His third and final bite came in the 2014 World Cup, during a group stage game against Italy. The victim this time was Giorgio Chiellini, the imposing Juventus centre-back. Quite why Suarez thought this was a good idea remains a mystery.
And on this very day 7 years ago, Suarez copped what was the longest ban of his career due to his teething problems.
As mentioned previously, this was Suarez’s third biting offence. His first came in his days at Ajax, when he bit PSV Eindhoven’s Otman Bakkal.
The reaction back then was as shocked as it was in 2014, mainly because biting was such an usual ploy. Sure, fans were used to players sticking a leg out or leaving their foot in during hard tackles. But biting? That seemed unacceptable and bizarre.
He was first suspended for two games by Ajax and fined an undisclosed amount. However, the KNVB – the Netherlands’ football governing body – increased his suspension to seven games.
Yet his quality was so obvious that the ban did not prevent him from getting a good transfer. He was signed by Liverpool in the midst of the suspension.

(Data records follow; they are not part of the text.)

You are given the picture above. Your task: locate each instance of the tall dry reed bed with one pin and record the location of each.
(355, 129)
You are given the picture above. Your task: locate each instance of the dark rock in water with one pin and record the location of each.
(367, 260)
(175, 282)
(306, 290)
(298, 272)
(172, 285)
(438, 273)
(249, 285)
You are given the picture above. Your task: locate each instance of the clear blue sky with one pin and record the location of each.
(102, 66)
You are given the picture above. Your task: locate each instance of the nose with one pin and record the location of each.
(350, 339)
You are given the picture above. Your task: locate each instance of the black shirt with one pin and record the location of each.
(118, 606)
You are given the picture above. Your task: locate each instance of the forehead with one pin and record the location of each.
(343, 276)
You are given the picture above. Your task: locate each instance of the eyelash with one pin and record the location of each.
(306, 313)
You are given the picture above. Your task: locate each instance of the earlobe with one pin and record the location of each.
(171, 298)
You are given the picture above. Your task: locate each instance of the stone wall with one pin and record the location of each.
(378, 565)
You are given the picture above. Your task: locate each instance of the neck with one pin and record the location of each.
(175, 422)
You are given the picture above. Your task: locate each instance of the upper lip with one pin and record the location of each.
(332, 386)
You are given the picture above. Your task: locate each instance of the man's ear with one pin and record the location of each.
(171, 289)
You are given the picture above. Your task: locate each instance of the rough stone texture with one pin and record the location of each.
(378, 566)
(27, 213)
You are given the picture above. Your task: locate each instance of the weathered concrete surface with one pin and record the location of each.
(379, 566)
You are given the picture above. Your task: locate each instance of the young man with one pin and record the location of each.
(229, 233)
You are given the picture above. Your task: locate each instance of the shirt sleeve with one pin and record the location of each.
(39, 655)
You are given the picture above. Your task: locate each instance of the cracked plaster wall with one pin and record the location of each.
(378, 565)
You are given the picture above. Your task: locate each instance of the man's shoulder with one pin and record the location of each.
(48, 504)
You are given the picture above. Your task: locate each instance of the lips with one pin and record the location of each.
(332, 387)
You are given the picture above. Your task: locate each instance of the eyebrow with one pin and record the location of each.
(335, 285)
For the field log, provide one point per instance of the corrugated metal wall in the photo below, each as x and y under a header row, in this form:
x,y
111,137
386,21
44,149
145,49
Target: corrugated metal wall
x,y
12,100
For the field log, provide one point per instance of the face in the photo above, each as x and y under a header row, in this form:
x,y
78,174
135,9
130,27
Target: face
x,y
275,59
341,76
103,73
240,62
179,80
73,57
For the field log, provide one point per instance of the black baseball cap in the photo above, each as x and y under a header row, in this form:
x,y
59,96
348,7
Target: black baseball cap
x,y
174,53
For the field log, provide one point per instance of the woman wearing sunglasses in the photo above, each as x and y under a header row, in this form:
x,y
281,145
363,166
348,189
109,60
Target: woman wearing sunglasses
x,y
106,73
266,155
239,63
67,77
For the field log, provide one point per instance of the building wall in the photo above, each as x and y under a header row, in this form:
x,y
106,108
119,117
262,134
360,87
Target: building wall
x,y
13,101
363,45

It was at Liverpool that his molars reared their head for a second time. A league match against Chelsea saw him bite defender Branislav Ivanovic. Again, it is worth noting that biting someone built like that seems questionable at best and stupid at worst.
The incident went unnoticed by officials and, to add insult to injury, he scored an injury-time equaliser. But the FA came down hard on him after the match.
The incident was so widely condemned that even then-UK Prime Minister David Cameron called for strong action to be taken.
The call was heeded too – Suarez was suspended for 10 games and fined an undisclosed amount by Liverpool. He apologised to Ivanovic, who did not accept his apology.
Most people figured this was the end of Suarez and biting. As we now know, that clearly wasn’t the case.
Suarez’s bite on Chiellini gained even more widespread coverage, given it happened in the World Cup. And unsurprisingly given his past history, the ban was even harsher this time around.
“The player Luis Suarez is to be suspended for nine official matches. The first match of this suspension is to be served in the upcoming (round of 16) FIFA World Cup fixture between Colombia and Uruguay.
“The remaining match suspensions shall be served in Uruguay’s next FIFA World Cup matches, as long as the team qualifies, and/or in the representative team’s subsequent official matches.
“The player is banned from taking part in any kind of football-related activity — administrative, sports or any other — for a period of four months. A stadium ban is pronounced against Luis Suarez, who is prohibited from entering the confines of any stadium during the period of the ban.”
Nine international games and four months of no training, playing or even entering stadiums. Even FIFA realised this was a bit much and Suarez was eventually allowed to train.
But the biggest fallout from the bite came in his club career. He moved to Barcelona and formed a deadly attacking trio alongside Lionel Messi and Neymar.
Yet, even then, the stench of the biting incidents never quite left the Uruguayan.